MBChB, 2005; BMedSc (Hons.),2003 intercalated degree
Abbas is a Consultant Phsyciatrist in the East Midlands, and is also responsible for junior doctor training within his Trust.
What are your career experiences since graduating from the University of Birmingham?
Since graduating from Birmingham medical school in 2005, I completed my postgraduate training in the West Midlands and then took up a Consultant Psychiatrist post in the East Midlands where I currently work. I have developed a passion for medical education and completed a Postgraduate diploma in Medical Education. Alongside my clinical role, I am also the associate director of medical education, responsible for psychiatric junior doctor training within my trust. This role enables me to foster my passion for teaching and training the next generation of doctors.
What is the best thing about what you are doing now?
I find the processes underlying the working of the mind and human behaviour fascinating and an intriguing challenge to attempt to rationalise, understand and treat when there are mental illnesses. My current work in psychiatry provides me with the opportunity to see such situations on a daily basis where each case is individual and needs to be treated based on its specific presentation. The very nature of psychiatry means that you are dealing with the balance of risk for each patient. This variety, diversity and the challenges that it poses makes my career choice and work so interesting.
What was the best thing about your time as a student here?
The early commencement of clinical work through ‘Firm 1’ GP placements at Birmingham Medical School and the variety of clinical placements with individual consultant led teaching through the rest of the clinical years were vital in developing strong clinical skills in order to begin to prepare me for my early years of postgraduate training. A highlight of my time at Birmingham Medical School was my intercalated degree year which enabled me to develop my knowledge on research methodologies; it gave me the opportunity to carry out a qualitative research project into perceptions of parents presenting their children to A&E, which was then presented at an international conference.
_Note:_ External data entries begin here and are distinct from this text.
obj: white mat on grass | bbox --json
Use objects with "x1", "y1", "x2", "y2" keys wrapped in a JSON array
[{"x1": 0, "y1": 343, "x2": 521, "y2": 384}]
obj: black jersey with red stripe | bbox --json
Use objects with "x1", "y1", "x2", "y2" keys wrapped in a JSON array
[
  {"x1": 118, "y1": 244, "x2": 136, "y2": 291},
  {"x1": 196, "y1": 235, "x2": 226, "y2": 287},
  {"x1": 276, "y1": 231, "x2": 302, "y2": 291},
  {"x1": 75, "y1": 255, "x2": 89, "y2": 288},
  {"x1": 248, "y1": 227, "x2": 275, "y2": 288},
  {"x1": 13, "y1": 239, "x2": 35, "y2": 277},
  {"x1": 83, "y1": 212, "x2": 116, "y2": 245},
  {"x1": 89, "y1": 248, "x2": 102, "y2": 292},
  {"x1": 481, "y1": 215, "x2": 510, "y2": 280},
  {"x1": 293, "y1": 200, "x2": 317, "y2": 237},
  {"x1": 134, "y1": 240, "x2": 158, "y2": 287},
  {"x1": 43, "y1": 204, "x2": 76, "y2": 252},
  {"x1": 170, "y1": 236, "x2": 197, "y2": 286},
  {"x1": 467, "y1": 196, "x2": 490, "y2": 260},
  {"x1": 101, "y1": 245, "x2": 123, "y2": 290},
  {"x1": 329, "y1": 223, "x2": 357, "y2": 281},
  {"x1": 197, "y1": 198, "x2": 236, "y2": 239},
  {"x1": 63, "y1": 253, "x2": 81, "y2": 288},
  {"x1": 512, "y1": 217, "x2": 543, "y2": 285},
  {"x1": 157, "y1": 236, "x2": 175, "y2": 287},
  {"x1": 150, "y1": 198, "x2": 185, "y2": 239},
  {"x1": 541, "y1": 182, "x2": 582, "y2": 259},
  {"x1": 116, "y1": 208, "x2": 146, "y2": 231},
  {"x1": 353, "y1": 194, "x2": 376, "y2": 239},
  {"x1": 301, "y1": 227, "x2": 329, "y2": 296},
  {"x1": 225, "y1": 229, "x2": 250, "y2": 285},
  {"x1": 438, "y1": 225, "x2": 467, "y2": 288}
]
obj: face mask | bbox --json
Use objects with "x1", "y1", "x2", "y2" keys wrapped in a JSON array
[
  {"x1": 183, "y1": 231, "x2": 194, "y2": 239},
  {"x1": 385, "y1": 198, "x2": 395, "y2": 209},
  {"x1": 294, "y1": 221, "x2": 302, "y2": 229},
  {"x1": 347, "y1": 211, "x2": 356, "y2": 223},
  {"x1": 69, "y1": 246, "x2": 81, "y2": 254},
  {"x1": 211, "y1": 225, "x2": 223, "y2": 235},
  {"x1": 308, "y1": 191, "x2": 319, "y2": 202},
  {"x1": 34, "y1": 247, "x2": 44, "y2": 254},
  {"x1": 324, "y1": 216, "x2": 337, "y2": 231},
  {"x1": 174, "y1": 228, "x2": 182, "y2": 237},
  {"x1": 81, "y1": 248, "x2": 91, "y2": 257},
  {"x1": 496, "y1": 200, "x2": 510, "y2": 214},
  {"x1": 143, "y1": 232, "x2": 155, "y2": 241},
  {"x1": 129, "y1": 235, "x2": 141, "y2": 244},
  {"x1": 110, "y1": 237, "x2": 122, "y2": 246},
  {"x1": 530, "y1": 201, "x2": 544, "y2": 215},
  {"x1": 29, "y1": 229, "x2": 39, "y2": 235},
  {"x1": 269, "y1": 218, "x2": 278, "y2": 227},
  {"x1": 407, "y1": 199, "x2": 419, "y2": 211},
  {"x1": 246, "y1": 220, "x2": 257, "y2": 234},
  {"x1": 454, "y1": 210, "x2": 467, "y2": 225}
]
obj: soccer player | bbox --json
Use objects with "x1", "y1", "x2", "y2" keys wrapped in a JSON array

This year equipped me with the ability to self direct my learning and the social group that was formed during this year continues to be cherished.
In what way did living and studying in Birmingham live up to your expectations?
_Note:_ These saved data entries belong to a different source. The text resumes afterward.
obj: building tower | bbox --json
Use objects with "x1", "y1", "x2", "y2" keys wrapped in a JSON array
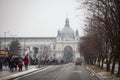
[{"x1": 55, "y1": 18, "x2": 80, "y2": 61}]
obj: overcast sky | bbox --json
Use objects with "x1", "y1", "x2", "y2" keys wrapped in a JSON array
[{"x1": 0, "y1": 0, "x2": 87, "y2": 37}]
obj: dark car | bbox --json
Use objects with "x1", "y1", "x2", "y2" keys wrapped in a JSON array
[{"x1": 75, "y1": 61, "x2": 81, "y2": 65}]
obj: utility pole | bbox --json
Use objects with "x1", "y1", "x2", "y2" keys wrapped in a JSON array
[
  {"x1": 0, "y1": 48, "x2": 2, "y2": 69},
  {"x1": 4, "y1": 32, "x2": 6, "y2": 50},
  {"x1": 4, "y1": 32, "x2": 10, "y2": 50},
  {"x1": 24, "y1": 40, "x2": 26, "y2": 56},
  {"x1": 0, "y1": 40, "x2": 1, "y2": 54}
]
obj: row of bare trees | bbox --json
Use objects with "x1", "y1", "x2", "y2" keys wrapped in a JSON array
[{"x1": 78, "y1": 0, "x2": 120, "y2": 77}]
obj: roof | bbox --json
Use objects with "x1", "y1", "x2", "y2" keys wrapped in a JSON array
[{"x1": 60, "y1": 18, "x2": 74, "y2": 37}]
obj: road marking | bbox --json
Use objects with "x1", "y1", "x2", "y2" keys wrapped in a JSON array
[
  {"x1": 55, "y1": 68, "x2": 66, "y2": 80},
  {"x1": 72, "y1": 71, "x2": 81, "y2": 73},
  {"x1": 55, "y1": 65, "x2": 81, "y2": 80},
  {"x1": 13, "y1": 63, "x2": 73, "y2": 80}
]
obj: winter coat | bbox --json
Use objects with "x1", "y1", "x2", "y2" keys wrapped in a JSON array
[
  {"x1": 24, "y1": 56, "x2": 29, "y2": 65},
  {"x1": 18, "y1": 61, "x2": 23, "y2": 67}
]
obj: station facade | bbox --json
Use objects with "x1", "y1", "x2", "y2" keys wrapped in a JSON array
[{"x1": 0, "y1": 18, "x2": 80, "y2": 60}]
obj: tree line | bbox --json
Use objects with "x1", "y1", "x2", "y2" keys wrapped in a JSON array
[{"x1": 78, "y1": 0, "x2": 120, "y2": 77}]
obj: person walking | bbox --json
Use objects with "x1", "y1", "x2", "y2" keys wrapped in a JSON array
[
  {"x1": 23, "y1": 56, "x2": 29, "y2": 70},
  {"x1": 18, "y1": 59, "x2": 23, "y2": 71},
  {"x1": 14, "y1": 56, "x2": 19, "y2": 71},
  {"x1": 10, "y1": 56, "x2": 16, "y2": 72}
]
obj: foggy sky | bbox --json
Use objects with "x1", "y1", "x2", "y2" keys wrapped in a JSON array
[{"x1": 0, "y1": 0, "x2": 87, "y2": 37}]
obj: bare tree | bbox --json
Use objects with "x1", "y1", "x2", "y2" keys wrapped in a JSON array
[
  {"x1": 78, "y1": 0, "x2": 120, "y2": 77},
  {"x1": 9, "y1": 40, "x2": 21, "y2": 56}
]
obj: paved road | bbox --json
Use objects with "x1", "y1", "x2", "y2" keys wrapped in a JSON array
[{"x1": 14, "y1": 63, "x2": 96, "y2": 80}]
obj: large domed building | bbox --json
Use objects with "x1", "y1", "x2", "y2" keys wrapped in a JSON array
[
  {"x1": 0, "y1": 18, "x2": 80, "y2": 61},
  {"x1": 54, "y1": 18, "x2": 80, "y2": 60},
  {"x1": 60, "y1": 18, "x2": 74, "y2": 37}
]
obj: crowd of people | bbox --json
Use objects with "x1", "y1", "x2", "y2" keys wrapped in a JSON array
[
  {"x1": 1, "y1": 55, "x2": 72, "y2": 72},
  {"x1": 2, "y1": 55, "x2": 29, "y2": 72},
  {"x1": 29, "y1": 57, "x2": 70, "y2": 65}
]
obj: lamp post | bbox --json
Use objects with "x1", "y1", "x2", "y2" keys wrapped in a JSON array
[
  {"x1": 4, "y1": 32, "x2": 7, "y2": 50},
  {"x1": 4, "y1": 32, "x2": 10, "y2": 50},
  {"x1": 24, "y1": 40, "x2": 26, "y2": 56},
  {"x1": 0, "y1": 39, "x2": 1, "y2": 51}
]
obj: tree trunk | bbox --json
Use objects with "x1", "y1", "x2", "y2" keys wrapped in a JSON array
[
  {"x1": 101, "y1": 58, "x2": 104, "y2": 69},
  {"x1": 94, "y1": 57, "x2": 97, "y2": 65},
  {"x1": 106, "y1": 56, "x2": 112, "y2": 72},
  {"x1": 111, "y1": 56, "x2": 117, "y2": 74},
  {"x1": 117, "y1": 57, "x2": 120, "y2": 77},
  {"x1": 98, "y1": 55, "x2": 101, "y2": 67}
]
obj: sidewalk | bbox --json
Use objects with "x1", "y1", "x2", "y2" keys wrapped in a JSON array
[
  {"x1": 86, "y1": 65, "x2": 120, "y2": 80},
  {"x1": 0, "y1": 65, "x2": 36, "y2": 78},
  {"x1": 103, "y1": 63, "x2": 118, "y2": 73},
  {"x1": 0, "y1": 65, "x2": 48, "y2": 80}
]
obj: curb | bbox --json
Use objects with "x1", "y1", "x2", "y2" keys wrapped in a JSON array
[
  {"x1": 86, "y1": 66, "x2": 120, "y2": 80},
  {"x1": 86, "y1": 66, "x2": 102, "y2": 80},
  {"x1": 10, "y1": 67, "x2": 47, "y2": 80},
  {"x1": 0, "y1": 66, "x2": 48, "y2": 80}
]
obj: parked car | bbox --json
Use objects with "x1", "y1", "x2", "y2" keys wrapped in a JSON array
[{"x1": 75, "y1": 60, "x2": 81, "y2": 65}]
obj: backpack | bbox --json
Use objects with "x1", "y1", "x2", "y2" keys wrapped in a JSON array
[{"x1": 18, "y1": 62, "x2": 23, "y2": 67}]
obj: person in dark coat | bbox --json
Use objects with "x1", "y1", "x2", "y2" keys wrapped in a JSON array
[
  {"x1": 9, "y1": 57, "x2": 16, "y2": 72},
  {"x1": 14, "y1": 56, "x2": 19, "y2": 71}
]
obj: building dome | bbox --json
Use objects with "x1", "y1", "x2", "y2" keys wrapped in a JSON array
[{"x1": 61, "y1": 18, "x2": 74, "y2": 37}]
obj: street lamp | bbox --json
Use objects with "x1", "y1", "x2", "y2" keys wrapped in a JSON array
[
  {"x1": 0, "y1": 40, "x2": 1, "y2": 55},
  {"x1": 4, "y1": 32, "x2": 9, "y2": 50},
  {"x1": 4, "y1": 32, "x2": 6, "y2": 50},
  {"x1": 24, "y1": 40, "x2": 26, "y2": 55}
]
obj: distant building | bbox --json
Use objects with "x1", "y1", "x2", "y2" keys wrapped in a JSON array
[{"x1": 0, "y1": 18, "x2": 80, "y2": 60}]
Having lived in and around Birmingham all my life, I wanted to attend Birmingham Medical School to enable me to continue to engage in the social groups, communities and activities that I was already involved with, it also gave me the opportunity to remain near to family and friends.
Additionally, the academic, sporting and social opportunities at Birmingham University were second to none, the student community at Birmingham is diverse and there are opportunities for those of all socio-cultural backgrounds.
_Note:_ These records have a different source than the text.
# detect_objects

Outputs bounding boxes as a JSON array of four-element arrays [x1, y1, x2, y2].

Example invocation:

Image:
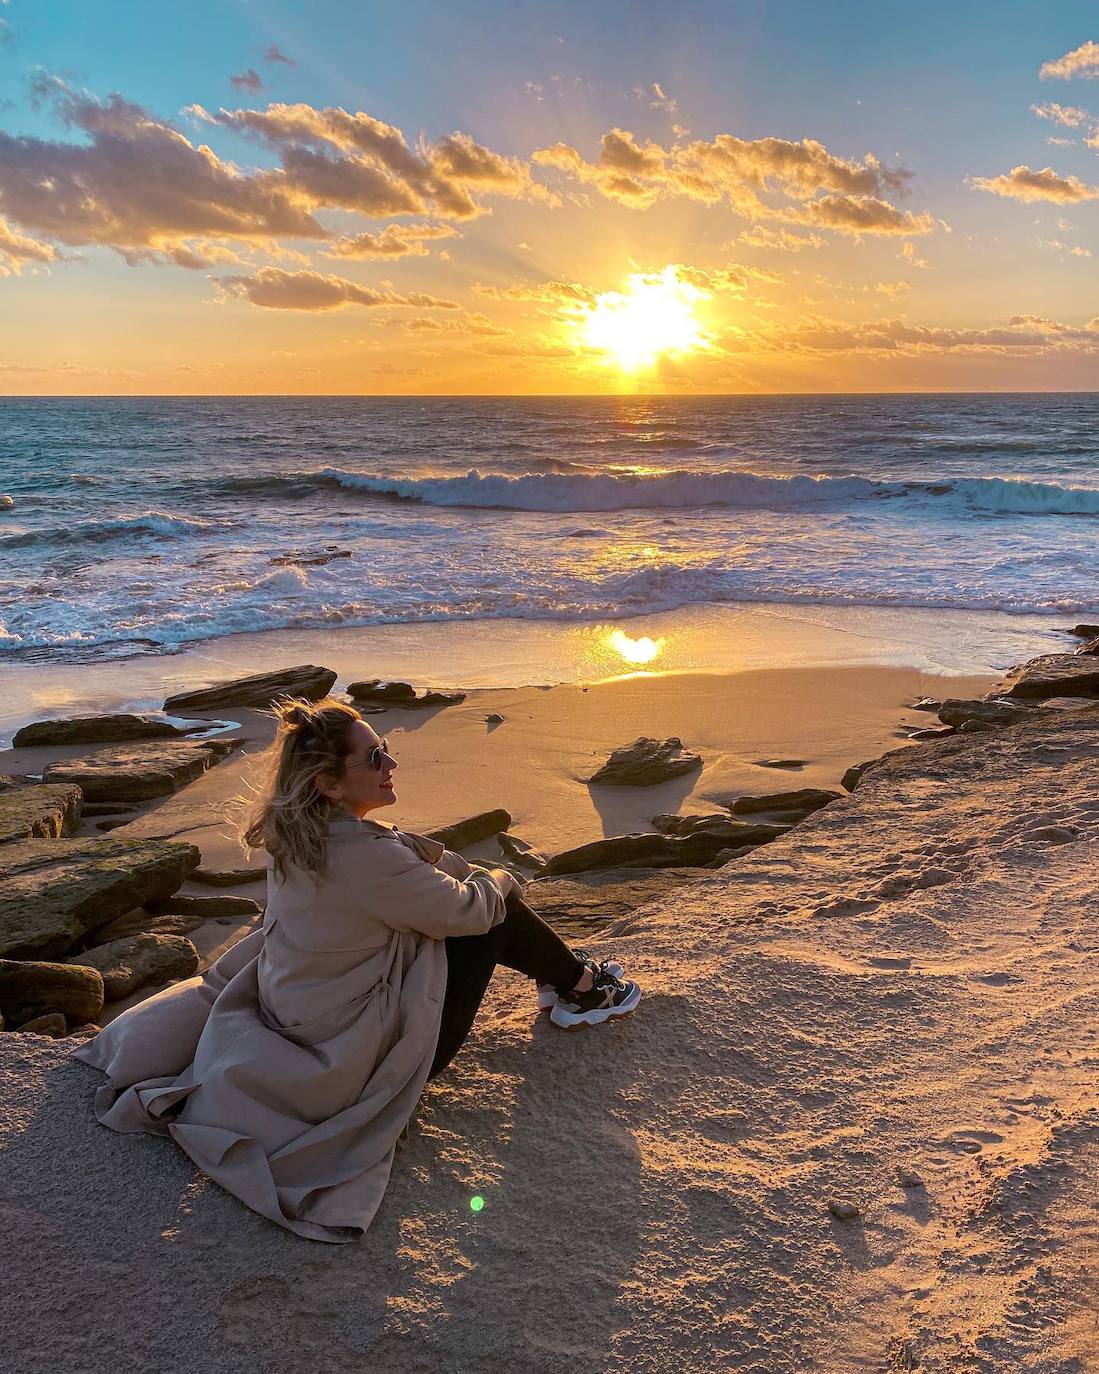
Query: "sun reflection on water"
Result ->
[[605, 629, 666, 665]]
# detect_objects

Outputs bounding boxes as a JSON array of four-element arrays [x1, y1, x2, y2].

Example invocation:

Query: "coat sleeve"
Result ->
[[394, 829, 473, 880], [340, 834, 509, 940]]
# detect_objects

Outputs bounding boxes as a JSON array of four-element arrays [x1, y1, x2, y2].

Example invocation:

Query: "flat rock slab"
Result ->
[[729, 788, 842, 818], [544, 824, 787, 875], [146, 894, 262, 919], [91, 910, 207, 942], [164, 664, 337, 712], [41, 738, 234, 802], [12, 714, 186, 748], [996, 655, 1099, 701], [524, 867, 700, 935], [347, 680, 466, 708], [938, 698, 1041, 729], [588, 737, 703, 786], [653, 813, 792, 843], [0, 835, 200, 960], [66, 933, 199, 1000], [426, 809, 512, 851], [0, 783, 83, 845], [0, 958, 104, 1026], [193, 865, 267, 886]]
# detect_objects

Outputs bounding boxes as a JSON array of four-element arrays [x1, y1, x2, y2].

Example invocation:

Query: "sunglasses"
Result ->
[[344, 738, 395, 773]]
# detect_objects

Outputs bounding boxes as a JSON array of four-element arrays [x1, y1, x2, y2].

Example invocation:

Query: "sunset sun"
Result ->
[[578, 267, 710, 372]]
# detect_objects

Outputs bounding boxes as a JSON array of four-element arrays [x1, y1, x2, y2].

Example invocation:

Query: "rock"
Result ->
[[269, 549, 352, 567], [908, 726, 956, 740], [728, 788, 841, 819], [653, 813, 791, 843], [425, 809, 512, 850], [346, 680, 466, 709], [1068, 623, 1099, 639], [80, 802, 141, 817], [958, 718, 999, 733], [497, 833, 547, 870], [910, 697, 943, 713], [588, 737, 702, 786], [12, 713, 186, 748], [708, 845, 759, 867], [841, 760, 878, 793], [66, 933, 199, 1000], [0, 783, 83, 845], [42, 738, 234, 802], [0, 494, 14, 510], [1076, 636, 1099, 655], [66, 1022, 101, 1039], [485, 713, 505, 725], [145, 894, 262, 918], [164, 664, 337, 712], [754, 759, 806, 771], [90, 910, 208, 942], [16, 1012, 68, 1037], [827, 1199, 861, 1221], [193, 865, 267, 886], [524, 867, 700, 935], [995, 655, 1099, 702], [0, 835, 200, 960], [544, 823, 788, 875], [937, 698, 1038, 730], [896, 1168, 924, 1189], [0, 959, 104, 1026]]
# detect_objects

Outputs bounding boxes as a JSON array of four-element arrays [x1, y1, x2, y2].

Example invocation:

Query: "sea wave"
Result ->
[[0, 510, 238, 549], [318, 467, 1099, 516]]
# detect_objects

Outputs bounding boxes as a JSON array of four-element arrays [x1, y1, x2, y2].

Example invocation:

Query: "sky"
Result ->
[[0, 0, 1097, 394]]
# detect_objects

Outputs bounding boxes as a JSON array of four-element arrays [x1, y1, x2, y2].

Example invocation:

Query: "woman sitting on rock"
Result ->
[[75, 696, 639, 1243]]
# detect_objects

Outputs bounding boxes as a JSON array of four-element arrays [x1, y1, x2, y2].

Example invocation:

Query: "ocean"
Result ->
[[1, 393, 1097, 665]]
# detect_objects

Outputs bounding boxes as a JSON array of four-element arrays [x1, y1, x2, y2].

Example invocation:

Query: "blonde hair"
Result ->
[[241, 695, 363, 881]]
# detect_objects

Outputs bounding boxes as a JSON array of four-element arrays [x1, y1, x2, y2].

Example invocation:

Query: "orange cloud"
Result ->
[[969, 164, 1099, 203], [784, 193, 939, 236], [0, 216, 65, 272], [216, 267, 461, 311], [760, 313, 1099, 354], [735, 225, 823, 251], [1040, 41, 1099, 80], [324, 222, 458, 260]]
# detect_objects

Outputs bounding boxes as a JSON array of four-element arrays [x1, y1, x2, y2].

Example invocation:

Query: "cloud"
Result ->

What advice would you give to current students studying on your degree programme?
Birmingham medical students on the MBChB programme I feel are encouraged and given the teaching opportunities to excel academically and are given ample clinical exposure from early on which is vital to gain confidence to be a safe well rounded doctor that can connect effectively with their patients. I would advise current students to seize such opportunities to maximise their clinical skills and knowledge as this becomes very valuable when doing lonely night shifts treating seriously unwell patients. The University of Birmingham was like a community within itself for me, I would advise current students to grasp the ability to be part of the events within this community as they are thoroughly enjoyable and will produce lasting memories.
How did you grow as a person by coming to University? Did it change your life in any way?
Birmingham Medical School has equipped and prepared me with the vision of a career of enjoyable life-long learning and enhanced my drive to progress and maximise my potential to aspire to a fulfilling career. My presentation skills, confidence, and ability to think and rationalise independently was enhanced further during my time at Birmingham. The University has essentially shaped my lifestyle and perception of life as a whole through the career I am now pursuing as a result of my initial undergraduate qualifications. The network of friends and colleagues I met during my time at Birmingham enhanced my academic foundation. I have some very fond memories of my time at Birmingham.